Una volta ogni dieci anni siamo benedetti da un nuovo libro di Julie Otsuka, pluripremiata autrice di Venivamo tutte per mare. Comincia come un catalogo di regole dette e non dette per nuotatori di una piscina pubblica e si sviluppa nella storia potente dell’amore di una figlia che assiste al declino della madre. Da assaporare e rileggere.
Gli amanti del nuoto libero sanno che la loro amatissima piscina sotterranea è un luogo quieto, perfetto per il relax e la concentrazione, dove ciascuno gestisce il suo corpo e il suo tempo lontano dal mondo di superficie. È il loro spazio, la loro zona di conforto, la fonte di un benessere superiore. La loro è una vita appartata e felice, vasca dopo vasca, virata dopo virata. Fino al giorno in cui la comparsa di una crepa sul fondo della piscina incrina le certezze di tutti, soprattutto di Alice.

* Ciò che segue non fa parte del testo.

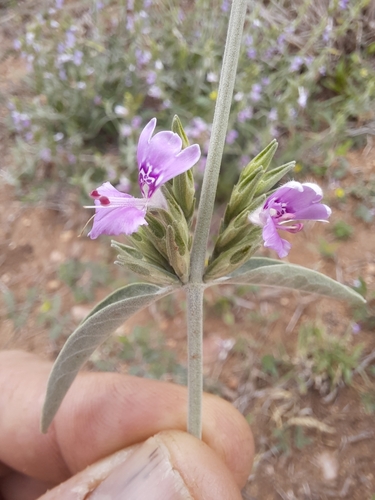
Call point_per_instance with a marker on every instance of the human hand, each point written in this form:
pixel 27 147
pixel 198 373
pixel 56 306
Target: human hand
pixel 131 427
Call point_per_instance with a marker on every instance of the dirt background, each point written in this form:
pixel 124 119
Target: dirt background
pixel 334 456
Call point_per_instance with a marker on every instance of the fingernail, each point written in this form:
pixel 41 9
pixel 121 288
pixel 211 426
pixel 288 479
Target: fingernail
pixel 146 474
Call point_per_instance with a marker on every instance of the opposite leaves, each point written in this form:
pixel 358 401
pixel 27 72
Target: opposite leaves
pixel 93 331
pixel 270 272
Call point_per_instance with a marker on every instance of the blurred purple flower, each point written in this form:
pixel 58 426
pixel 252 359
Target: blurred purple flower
pixel 45 155
pixel 151 77
pixel 71 159
pixel 283 210
pixel 249 40
pixel 302 98
pixel 154 91
pixel 256 92
pixel 343 4
pixel 159 158
pixel 77 57
pixel 272 115
pixel 70 39
pixel 356 328
pixel 251 53
pixel 296 63
pixel 136 121
pixel 225 6
pixel 17 45
pixel 143 57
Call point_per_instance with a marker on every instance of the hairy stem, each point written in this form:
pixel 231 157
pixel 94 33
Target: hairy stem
pixel 195 287
pixel 217 139
pixel 194 293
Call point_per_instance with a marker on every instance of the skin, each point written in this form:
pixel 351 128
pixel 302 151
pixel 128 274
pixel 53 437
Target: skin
pixel 102 414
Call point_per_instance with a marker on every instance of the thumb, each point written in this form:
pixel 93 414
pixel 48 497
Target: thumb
pixel 172 465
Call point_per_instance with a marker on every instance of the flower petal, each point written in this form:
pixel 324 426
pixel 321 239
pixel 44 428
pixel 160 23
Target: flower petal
pixel 317 211
pixel 144 140
pixel 295 198
pixel 180 164
pixel 160 158
pixel 115 221
pixel 273 240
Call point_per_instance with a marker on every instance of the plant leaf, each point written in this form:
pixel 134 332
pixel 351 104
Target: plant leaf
pixel 270 272
pixel 93 331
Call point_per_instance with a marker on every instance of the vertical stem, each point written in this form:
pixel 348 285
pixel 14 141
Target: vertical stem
pixel 217 139
pixel 194 293
pixel 195 287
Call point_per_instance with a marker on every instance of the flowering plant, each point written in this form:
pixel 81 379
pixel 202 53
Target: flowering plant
pixel 165 253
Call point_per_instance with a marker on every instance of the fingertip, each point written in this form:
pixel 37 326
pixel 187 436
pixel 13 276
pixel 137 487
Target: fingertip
pixel 203 472
pixel 226 430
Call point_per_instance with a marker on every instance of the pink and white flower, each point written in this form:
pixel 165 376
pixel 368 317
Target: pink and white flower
pixel 285 209
pixel 160 158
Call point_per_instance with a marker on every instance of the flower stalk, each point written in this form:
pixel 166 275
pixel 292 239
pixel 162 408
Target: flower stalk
pixel 195 287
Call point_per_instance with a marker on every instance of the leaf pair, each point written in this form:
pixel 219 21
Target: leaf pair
pixel 111 313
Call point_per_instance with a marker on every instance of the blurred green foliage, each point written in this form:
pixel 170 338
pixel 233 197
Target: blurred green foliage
pixel 99 70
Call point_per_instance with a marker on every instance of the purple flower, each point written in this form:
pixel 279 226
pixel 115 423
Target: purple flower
pixel 159 159
pixel 296 63
pixel 256 92
pixel 343 4
pixel 77 57
pixel 283 210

Alice, madre della narratrice, soffre anche lei, in parallelo, per le crepe insanabili che minacciano la sua memoria. Senza la piscina a strutturare il suo tempo, la sua vita intera scivola nella confusione, nello scompiglio, nell’incertezza. Sua figlia la osserva, e ricostruisce per lei un passato che la memoria non trattiene più: l’infanzia, il campo di concentramento per giapponesi, il lungo matrimonio, la morte della prima figlia neonata, l’esperienza di madre nippoamericana in California.
Con una scrittura essenziale che ha fatto pronunciare a molti critici e lettori la parola «capolavoro», e con indicibile grazia e profonda tenerezza, Julie Otsuka osserva il declino di una madre imparando a orientarsi in un rapporto difficile e insieme ad amarla come mai prima.